Enquanto os letreiros de abertura se sucedem, vêem-se uma foto polaróide apagar-se, o papel fotográfico retornar à câmera, uma bala voltar para a pistola, o sangue de um ferimento refluir. Tudo em reverso até o tiro inicial, a partir do qual a cronologia da história é restabelecida.

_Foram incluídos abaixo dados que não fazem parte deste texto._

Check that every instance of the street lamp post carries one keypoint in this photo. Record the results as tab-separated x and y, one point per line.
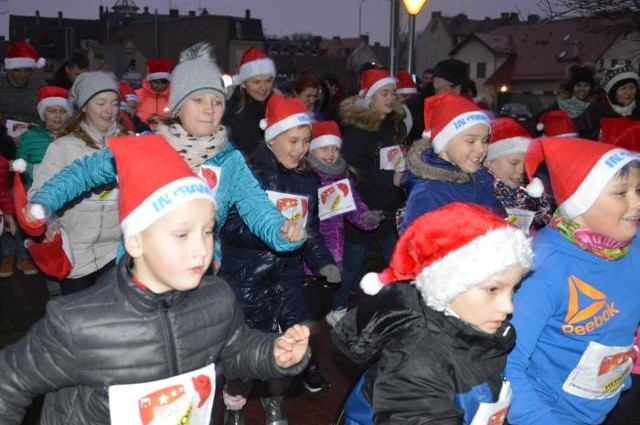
413	8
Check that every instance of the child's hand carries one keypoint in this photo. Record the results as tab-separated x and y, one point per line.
292	231
34	213
10	224
291	346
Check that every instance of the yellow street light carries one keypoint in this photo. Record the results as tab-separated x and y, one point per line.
413	8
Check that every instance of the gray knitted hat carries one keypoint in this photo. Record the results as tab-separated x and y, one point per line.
89	84
196	73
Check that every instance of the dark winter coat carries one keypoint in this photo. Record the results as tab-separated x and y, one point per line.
117	333
268	284
244	125
364	133
431	182
588	124
427	367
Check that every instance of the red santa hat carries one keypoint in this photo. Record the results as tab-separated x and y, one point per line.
621	131
325	133
22	55
52	96
373	80
576	183
55	257
159	69
150	192
405	83
447	115
557	124
508	137
449	250
282	114
254	62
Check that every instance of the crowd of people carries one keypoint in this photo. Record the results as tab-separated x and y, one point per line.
178	224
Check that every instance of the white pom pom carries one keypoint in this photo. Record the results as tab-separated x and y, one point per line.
19	165
38	212
535	188
371	284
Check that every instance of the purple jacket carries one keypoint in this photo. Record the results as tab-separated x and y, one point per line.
332	229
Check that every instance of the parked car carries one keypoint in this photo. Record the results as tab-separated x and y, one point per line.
516	111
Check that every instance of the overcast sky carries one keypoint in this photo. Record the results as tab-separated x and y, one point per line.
281	17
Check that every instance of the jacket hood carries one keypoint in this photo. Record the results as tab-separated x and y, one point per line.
354	112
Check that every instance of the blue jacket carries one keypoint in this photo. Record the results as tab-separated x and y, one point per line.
431	182
572	301
268	285
237	188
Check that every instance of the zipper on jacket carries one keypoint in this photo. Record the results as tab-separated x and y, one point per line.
169	338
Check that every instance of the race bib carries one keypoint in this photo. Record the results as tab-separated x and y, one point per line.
293	207
392	158
184	399
494	413
600	372
335	199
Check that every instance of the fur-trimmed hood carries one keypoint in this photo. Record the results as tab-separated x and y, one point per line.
425	164
353	112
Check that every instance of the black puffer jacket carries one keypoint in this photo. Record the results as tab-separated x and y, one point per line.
364	133
269	284
427	367
116	333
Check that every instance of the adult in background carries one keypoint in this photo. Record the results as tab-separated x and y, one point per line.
247	106
449	76
619	99
69	70
153	96
19	89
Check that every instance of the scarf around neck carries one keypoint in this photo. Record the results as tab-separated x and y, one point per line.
599	245
194	150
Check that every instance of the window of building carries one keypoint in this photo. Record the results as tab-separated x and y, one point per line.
481	70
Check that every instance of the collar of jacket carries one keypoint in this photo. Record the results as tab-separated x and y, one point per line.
140	299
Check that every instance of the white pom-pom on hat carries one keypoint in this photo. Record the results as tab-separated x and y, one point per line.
370	284
535	188
19	165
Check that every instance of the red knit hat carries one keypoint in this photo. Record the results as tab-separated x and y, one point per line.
447	115
373	80
557	124
283	114
405	83
576	183
55	257
508	137
52	96
163	184
22	55
159	69
623	132
254	62
449	250
325	133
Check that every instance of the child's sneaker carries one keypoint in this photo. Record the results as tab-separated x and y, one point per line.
315	381
26	266
334	316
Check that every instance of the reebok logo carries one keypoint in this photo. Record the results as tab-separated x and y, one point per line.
588	308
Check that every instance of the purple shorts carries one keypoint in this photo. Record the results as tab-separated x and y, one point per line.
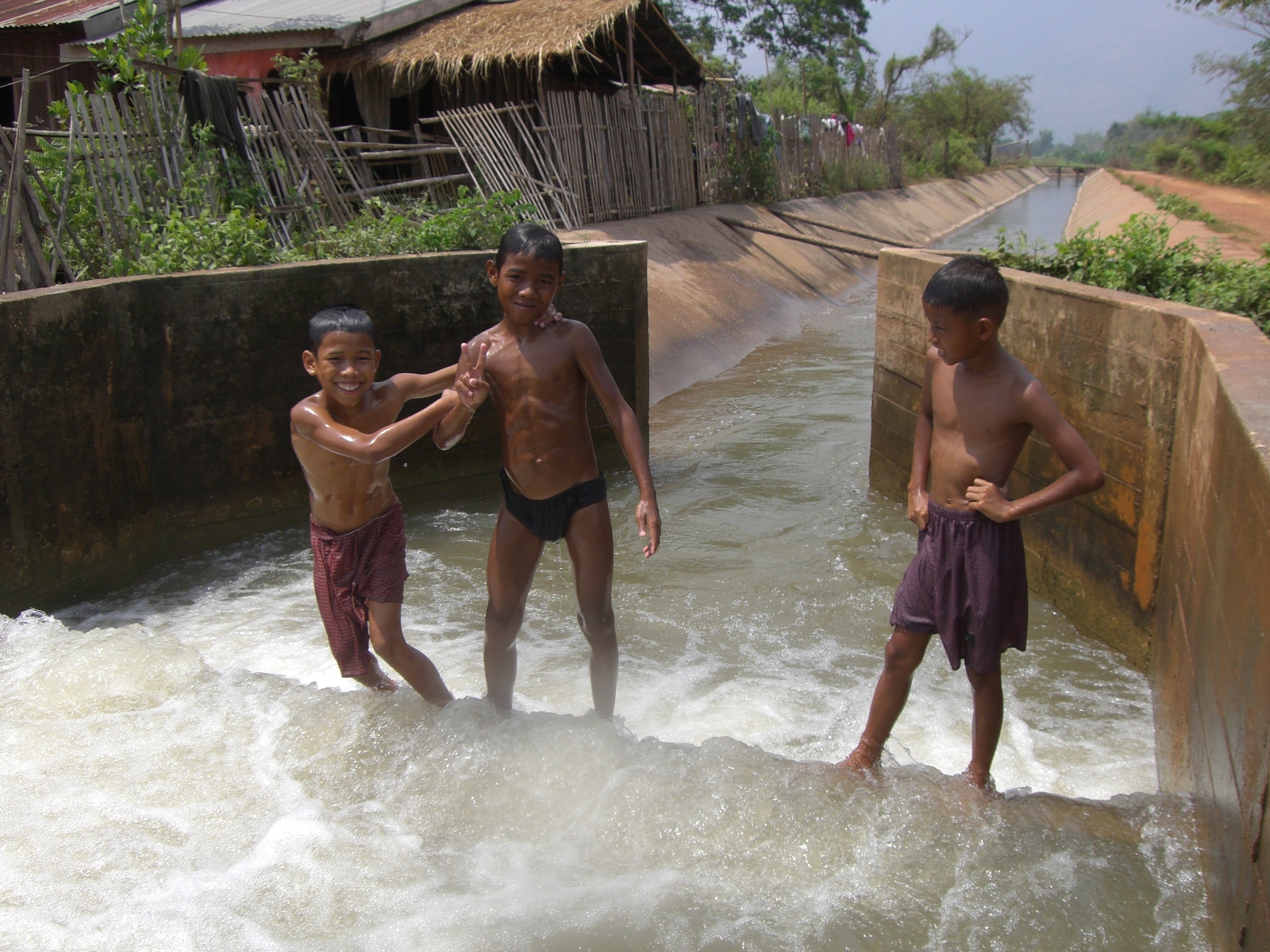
969	584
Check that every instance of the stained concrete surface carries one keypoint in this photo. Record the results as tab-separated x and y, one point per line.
143	418
1168	562
715	294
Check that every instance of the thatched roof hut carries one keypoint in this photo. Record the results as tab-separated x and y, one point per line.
508	50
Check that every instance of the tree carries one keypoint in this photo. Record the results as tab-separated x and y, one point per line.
967	103
798	29
1248	76
1250	16
939	44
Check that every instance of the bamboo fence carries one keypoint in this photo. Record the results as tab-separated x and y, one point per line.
575	156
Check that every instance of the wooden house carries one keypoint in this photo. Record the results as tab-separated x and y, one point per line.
506	52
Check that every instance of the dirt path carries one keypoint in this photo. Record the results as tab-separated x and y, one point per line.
1248	209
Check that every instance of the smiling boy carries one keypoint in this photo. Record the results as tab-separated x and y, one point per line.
344	437
552	484
968	582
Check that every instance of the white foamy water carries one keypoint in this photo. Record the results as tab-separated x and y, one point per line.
183	768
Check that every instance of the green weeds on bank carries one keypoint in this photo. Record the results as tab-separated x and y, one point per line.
1140	259
379	230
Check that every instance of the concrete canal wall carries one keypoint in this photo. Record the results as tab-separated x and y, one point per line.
143	418
1168	562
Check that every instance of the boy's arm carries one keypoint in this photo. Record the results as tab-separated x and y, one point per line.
471	389
1083	471
315	424
421	385
622	418
918	497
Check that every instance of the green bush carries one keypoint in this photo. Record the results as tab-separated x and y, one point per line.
475	224
1140	259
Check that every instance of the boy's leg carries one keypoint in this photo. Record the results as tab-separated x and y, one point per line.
986	727
591	550
412	664
514	555
905	653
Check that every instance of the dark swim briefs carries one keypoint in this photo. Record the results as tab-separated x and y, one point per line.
352	569
549	518
968	583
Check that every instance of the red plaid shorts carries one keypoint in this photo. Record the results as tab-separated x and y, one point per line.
352	569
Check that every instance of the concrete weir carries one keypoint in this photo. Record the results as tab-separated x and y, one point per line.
715	292
144	418
1168	562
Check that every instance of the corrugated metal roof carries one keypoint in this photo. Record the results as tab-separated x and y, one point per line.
219	18
42	13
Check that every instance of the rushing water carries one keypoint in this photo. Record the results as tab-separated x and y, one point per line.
183	768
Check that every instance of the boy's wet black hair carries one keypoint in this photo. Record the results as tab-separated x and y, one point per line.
341	319
969	285
533	241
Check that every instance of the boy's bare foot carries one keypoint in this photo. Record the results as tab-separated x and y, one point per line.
981	778
864	758
376	679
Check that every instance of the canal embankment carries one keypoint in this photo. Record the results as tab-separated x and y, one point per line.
715	292
145	418
1104	203
1166	562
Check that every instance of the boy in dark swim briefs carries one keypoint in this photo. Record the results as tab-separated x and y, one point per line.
552	484
968	582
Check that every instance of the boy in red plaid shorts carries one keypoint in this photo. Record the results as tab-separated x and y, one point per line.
344	437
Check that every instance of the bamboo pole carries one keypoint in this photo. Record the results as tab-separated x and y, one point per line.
19	155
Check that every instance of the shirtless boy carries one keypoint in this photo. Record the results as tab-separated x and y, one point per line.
344	436
552	484
968	582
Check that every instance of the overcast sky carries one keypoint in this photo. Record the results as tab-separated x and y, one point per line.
1091	61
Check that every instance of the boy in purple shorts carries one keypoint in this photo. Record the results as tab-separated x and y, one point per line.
968	582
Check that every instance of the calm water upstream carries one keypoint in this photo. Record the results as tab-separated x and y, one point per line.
182	767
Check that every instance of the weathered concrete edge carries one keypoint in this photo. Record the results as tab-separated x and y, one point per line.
233	512
715	294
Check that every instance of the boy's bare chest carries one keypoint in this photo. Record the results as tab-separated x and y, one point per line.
977	410
543	372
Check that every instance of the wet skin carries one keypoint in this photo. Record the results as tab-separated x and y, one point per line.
979	405
344	437
540	380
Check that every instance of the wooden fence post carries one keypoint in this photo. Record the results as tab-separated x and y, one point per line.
13	192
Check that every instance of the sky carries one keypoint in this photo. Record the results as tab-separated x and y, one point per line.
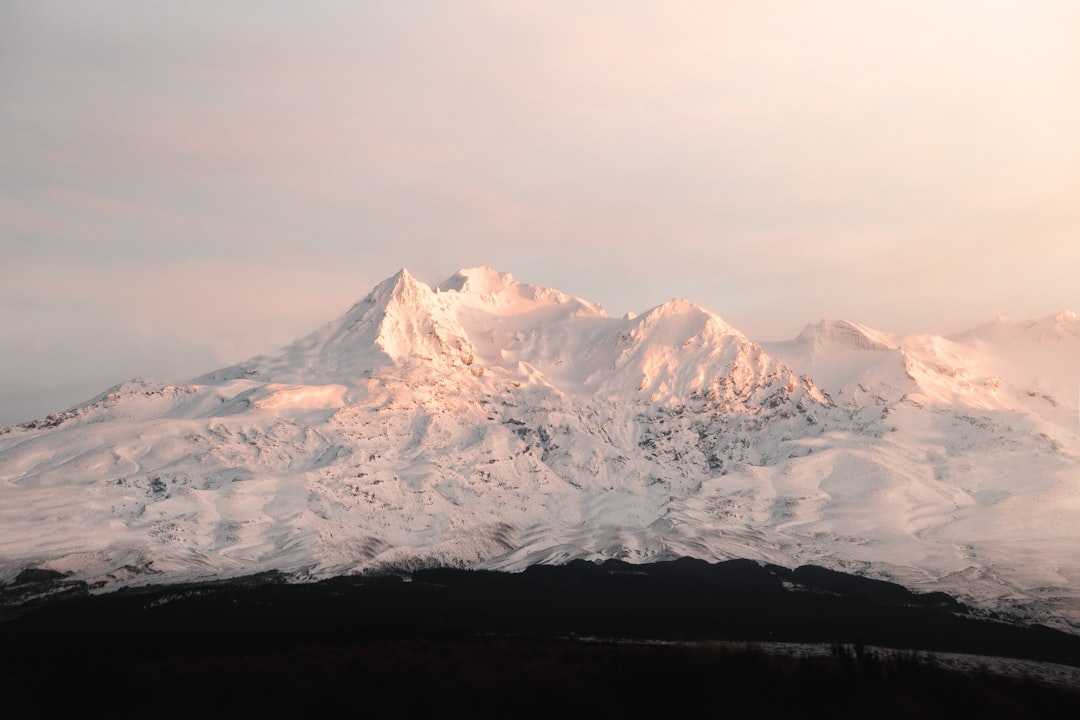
185	185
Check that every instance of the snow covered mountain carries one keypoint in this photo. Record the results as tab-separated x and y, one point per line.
493	423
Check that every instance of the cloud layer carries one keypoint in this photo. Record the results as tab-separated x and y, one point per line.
228	177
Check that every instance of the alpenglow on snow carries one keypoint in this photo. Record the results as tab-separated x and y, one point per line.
486	422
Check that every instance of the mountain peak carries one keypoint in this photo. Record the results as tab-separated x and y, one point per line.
478	280
845	334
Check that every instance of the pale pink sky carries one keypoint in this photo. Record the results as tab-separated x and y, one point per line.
185	185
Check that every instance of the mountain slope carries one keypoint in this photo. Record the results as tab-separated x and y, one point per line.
489	422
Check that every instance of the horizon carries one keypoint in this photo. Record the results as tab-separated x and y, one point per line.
186	187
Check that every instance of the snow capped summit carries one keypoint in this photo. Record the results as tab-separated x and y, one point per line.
494	423
845	334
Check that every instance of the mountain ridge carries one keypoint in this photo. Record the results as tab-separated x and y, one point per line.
487	422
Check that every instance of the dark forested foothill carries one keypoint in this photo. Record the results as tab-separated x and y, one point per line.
611	636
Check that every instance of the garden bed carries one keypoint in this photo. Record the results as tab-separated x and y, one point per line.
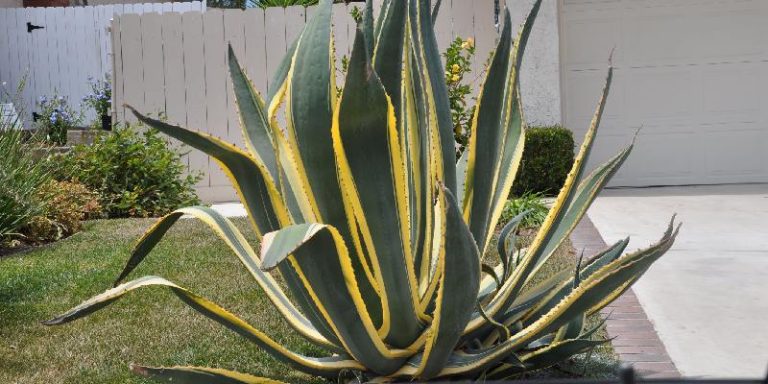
152	326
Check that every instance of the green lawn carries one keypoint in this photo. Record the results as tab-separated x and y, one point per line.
150	326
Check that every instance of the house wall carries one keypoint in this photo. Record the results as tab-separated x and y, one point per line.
540	75
11	3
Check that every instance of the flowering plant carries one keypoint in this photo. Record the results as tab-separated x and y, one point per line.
55	117
100	98
458	59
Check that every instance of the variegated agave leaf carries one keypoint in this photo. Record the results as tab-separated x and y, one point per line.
355	202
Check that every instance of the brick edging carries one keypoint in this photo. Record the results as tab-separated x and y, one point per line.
634	338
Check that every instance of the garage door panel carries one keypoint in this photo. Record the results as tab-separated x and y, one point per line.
590	40
734	91
735	153
659	93
654	159
692	73
583	93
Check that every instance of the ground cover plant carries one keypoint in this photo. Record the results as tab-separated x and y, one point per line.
378	233
21	176
531	207
135	172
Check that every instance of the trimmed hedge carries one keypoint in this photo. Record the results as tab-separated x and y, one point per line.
547	159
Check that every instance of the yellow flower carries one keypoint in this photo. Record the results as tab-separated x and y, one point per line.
469	43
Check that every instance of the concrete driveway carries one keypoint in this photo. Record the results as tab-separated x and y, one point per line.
708	297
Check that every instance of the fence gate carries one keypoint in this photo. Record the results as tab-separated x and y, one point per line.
56	50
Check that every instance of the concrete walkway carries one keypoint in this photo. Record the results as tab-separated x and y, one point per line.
708	297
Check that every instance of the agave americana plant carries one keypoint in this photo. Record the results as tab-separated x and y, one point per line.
378	232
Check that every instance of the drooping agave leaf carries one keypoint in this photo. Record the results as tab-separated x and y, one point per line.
566	285
326	366
227	231
196	375
514	284
254	120
588	295
255	186
585	194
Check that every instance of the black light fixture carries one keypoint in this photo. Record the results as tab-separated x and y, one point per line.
31	27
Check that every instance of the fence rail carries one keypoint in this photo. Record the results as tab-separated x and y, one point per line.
73	45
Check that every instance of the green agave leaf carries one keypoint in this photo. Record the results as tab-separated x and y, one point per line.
586	193
459	271
254	120
566	286
390	42
326	366
487	137
436	12
545	357
365	137
196	375
255	186
280	79
588	295
367	26
498	134
311	98
520	275
258	129
321	258
429	73
227	231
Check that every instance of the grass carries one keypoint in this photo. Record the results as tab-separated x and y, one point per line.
150	326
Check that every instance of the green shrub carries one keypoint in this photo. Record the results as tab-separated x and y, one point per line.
547	158
135	173
21	175
532	203
55	117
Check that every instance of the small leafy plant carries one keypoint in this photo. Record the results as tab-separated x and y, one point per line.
67	204
136	173
21	176
458	59
530	205
100	97
56	116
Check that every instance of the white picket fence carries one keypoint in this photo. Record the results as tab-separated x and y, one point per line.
176	63
74	44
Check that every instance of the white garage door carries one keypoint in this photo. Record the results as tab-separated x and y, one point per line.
692	73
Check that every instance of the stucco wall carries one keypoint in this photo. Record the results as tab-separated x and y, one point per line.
540	76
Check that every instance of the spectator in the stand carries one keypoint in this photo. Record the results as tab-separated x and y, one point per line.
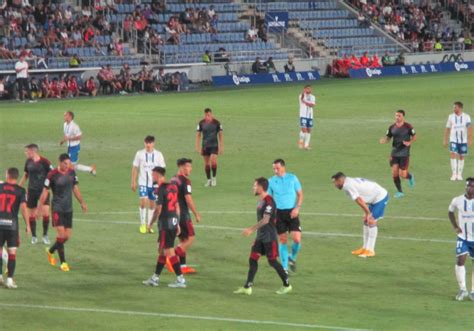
206	57
252	34
289	66
258	67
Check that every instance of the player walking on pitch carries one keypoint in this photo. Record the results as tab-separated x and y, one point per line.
212	144
286	189
266	241
186	203
145	160
167	212
73	136
63	183
403	136
459	132
12	200
373	199
464	228
307	102
36	170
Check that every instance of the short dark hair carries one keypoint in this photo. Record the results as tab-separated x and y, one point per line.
160	170
63	157
338	175
183	161
263	182
401	111
149	139
32	146
280	161
13	173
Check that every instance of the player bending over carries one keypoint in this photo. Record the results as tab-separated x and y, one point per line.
63	183
266	241
12	200
167	213
373	199
464	228
186	237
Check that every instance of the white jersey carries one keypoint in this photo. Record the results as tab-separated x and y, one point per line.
465	208
305	111
458	125
71	130
369	191
145	162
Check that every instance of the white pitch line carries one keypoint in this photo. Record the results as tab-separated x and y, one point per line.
177	316
237	212
310	233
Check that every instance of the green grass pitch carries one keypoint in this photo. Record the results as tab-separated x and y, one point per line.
409	285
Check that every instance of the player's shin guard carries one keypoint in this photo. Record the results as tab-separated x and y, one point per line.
253	268
283	249
160	264
398	183
461	276
11	265
176	266
295	248
281	272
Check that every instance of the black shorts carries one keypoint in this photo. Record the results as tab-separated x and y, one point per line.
402	161
166	238
187	229
10	237
32	198
62	219
208	151
285	223
269	249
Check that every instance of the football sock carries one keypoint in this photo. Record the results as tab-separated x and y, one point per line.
372	238
253	267
11	264
142	216
81	167
33	226
160	264
295	248
366	236
461	277
45	225
281	272
454	166
460	167
398	184
150	215
283	248
176	266
181	254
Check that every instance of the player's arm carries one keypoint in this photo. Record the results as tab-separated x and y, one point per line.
78	195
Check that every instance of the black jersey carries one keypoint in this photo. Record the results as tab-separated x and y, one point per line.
11	197
167	199
184	188
210	131
62	185
268	232
399	135
36	172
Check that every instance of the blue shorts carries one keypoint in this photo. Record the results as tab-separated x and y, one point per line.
460	149
378	209
306	122
73	152
464	247
146	192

Restabelecida em termos, pois o diretor inglês radicado nos Estados Unidos Christopher Nolan talvez tenha criado um novo jeito de escrever um enredo em flasback neste seu segundo trabalho, Amnésia (Memento, Estados Unidos, 2000), em cartaz nacional na sexta-feira 31. Para contar a saga de Leonard Shelby (Guy Pearce), um investigador de seguros que perdeu a memória desde que foi atacado por ocasião do estupro e morte da sua mulher, Nolan estruturou o filme de forma que cada cena se inicia com a última tomada da seguinte. Ou seja, assistimos à última cena, seguida da penúltima e assim por diante até o retorno à primeira. Para muitos, o resultado pode ser irritante e incompreensível, ainda mais porque o diretor usa o recurso do branco-e-preto em situações fora da sequência cronológica. É por meio delas que se fica sabendo que Shelby havia investigado um caso semelhante de amnésia e – surpresa – o considerou uma farsa, fato que a própria vida se encarregou de desmentir.

Nestas idas e vindas no tempo, o cineasta acabou fazendo um ótimo trabalho. Ao inverter o eixo lógico do enredo, ele estabeleceu como clímax o motivo do crime e não o crime em si. Shelby tornou-se incapaz de reter o que acontece à sua volta por mais de 15 minutos. A sua memória só sobrevive através de anotações, polaróides e tatuagens espalhadas pelo corpo, que dão pistas sobre seus atos. Em meio a esta piração, o elenco também dá seu show. Depois de trabalhar com desconhecidos na sua fita de estréia, Following (1998), Nolan reuniu atores-fetiche como Carrie-Anne Moss e Joe Pantoliano e os igualmente cultuados Stephen Tobolowsky e Harriet Sansom Harris. Para o próximo filme, Insomnia, já em fase de produção, ele vai contar com Al Pacino, Robin Williams e Hilary Swank nos papéis principais. Como o pedigree dos atores à disposição de um diretor é uma espécie de atestado do poder do mesmo, o espectador ainda vai ouvir falar muito de Christopher Nolan.